Robert E. Lucas, Jr. is the John Dewey Distinguished Service Professor in Economics and the College at the University of Chicago. He received the Nobel Memorial Prize in Economic Sciences in 1995 and is consistently indexed among the top 10 economists in the Research Papers in Economics rankings. He received his B.A. in History in 1959 and Ph.D. in Economics in 1964, both from the University of Chicago.


Sendhil Mullainathan, Harvard University


Paul Romer, Stanford University

Paul Romer is Professor of Economics at New York University's Stern School of Business and Director of its Urbanization Project. He is a Research Associate at the National Bureau of Economic Research and a Fellow of the American Academy of Arts and Sciences. In 2002, he received the Recktenwald Prize for his work on the role of ideas in sustaining economic growth.


Mark Rosenzweig, Yale University

Mark R. Rosenzweig is the Frank Altschul Professor of International Economics at Yale University and director of its Economic Growth Center. Rosenzweig's recent work has examined the role of scale in agricultural producivity in developing countries, the determinants of differences in the returns to and levels of schooling between men and women across the world, and the relationships between informal networks, risk-taking and the demand for weather insurance in low-income countries. He earned B.A., M.A. and Ph.D. degrees from Columbia University.


Andrei Shleifer, Harvard University

Andrei Shleifer is a Professor of Economics at Harvard University. He holds an undergraduate degree from Harvard and a Ph.D. from MIT. Shleifer has worked on corporate governance, law and finance, behavioral finance, and institutional economics. He is a fellow of the Econometric Society and of the American Academy of Arts and Sciences. In 1999, Shleifer won the John Bates Clark medal of the American Economic Association.


Nancy Stokey, University of Chicago

Nancy L. Stokey is the Frederick Henry Prince Distinguished Service Professor of Economics at the University of Chicago. An expert on economic theory and economic growth, Stokey examines the impact of technology transfers, education, and on-the-job learning in accelerating growth in developing countries. She is the author of numerous papers on economic growth and related issues and is co-author of Recursive Methods in Economic Dynamics (1989). Stokey received her PhD from Harvard in 1978.

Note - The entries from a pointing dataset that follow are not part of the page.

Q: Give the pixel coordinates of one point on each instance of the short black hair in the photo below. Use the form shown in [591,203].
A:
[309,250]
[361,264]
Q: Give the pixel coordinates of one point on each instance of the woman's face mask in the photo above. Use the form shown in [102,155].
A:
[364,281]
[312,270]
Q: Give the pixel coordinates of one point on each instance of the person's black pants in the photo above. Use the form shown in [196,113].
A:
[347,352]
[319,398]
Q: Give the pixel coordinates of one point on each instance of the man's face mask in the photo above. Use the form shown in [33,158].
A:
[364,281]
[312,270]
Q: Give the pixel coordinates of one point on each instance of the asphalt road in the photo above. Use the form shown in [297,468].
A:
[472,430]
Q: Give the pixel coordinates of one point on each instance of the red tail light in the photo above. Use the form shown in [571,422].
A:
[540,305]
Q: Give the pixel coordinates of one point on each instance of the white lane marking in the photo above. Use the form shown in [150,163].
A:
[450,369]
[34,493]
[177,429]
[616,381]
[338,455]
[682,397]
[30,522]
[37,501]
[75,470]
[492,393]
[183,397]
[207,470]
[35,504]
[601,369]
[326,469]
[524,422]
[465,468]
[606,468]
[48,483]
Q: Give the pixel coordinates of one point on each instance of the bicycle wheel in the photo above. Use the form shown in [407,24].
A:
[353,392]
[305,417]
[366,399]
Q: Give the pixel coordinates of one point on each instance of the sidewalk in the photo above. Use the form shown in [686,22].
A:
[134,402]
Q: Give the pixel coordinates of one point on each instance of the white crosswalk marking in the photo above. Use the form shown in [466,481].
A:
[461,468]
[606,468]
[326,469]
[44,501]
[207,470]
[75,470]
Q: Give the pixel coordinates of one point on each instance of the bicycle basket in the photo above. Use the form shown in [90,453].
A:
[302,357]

Guido Tabellini, Bocconi University

Guido Tabellini has been professor of economics at Bocconi University in Milan since 1994, where he has been Rector since November of 2008. He is a foreign honorary member of the American Academy of Arts and Sciences, a fellow of the Econometric Society, a joint recipient of the Yrjo Jahnsson award from the European Economic Association, of which he is also a Past President. The main focus of his research is on how political and policymaking institutions influence policy formation and economic performance. He earned his PhD in Economics at UCLA in 1984.


Robert Townsend, MIT

Robert M. Townsend is the Elizabeth & James Killian Professor of Economics at MIT. He is a theorist, macroeconomist, and development economist who analyzes the role and impact of financial systems using applied general equilibrium models/contract theory and micro data. He is known for his seminal work on costly state verification, the revelation principle, optimal multi-period contracts, decentralization of economies with private information, models of money with spatially separated agents, forecasting the forecasts of others, and insurance and credit in developing countries.


Chris Udry, Yale University

Christopher R. Udry is the Henry J. Heinz, II Professor of Economics at Yale University. He has conducted extensive field research in West Africa on technological change in agriculture, the use of financial markets, asset accumulation and gift exchange to cope with risk, gender relations and the structure of household economies, property rights and a variety of other aspects of rural economic organization. At Yale, Udry has directed the Economic Growth Center and served as the Chair of the Department of Economics.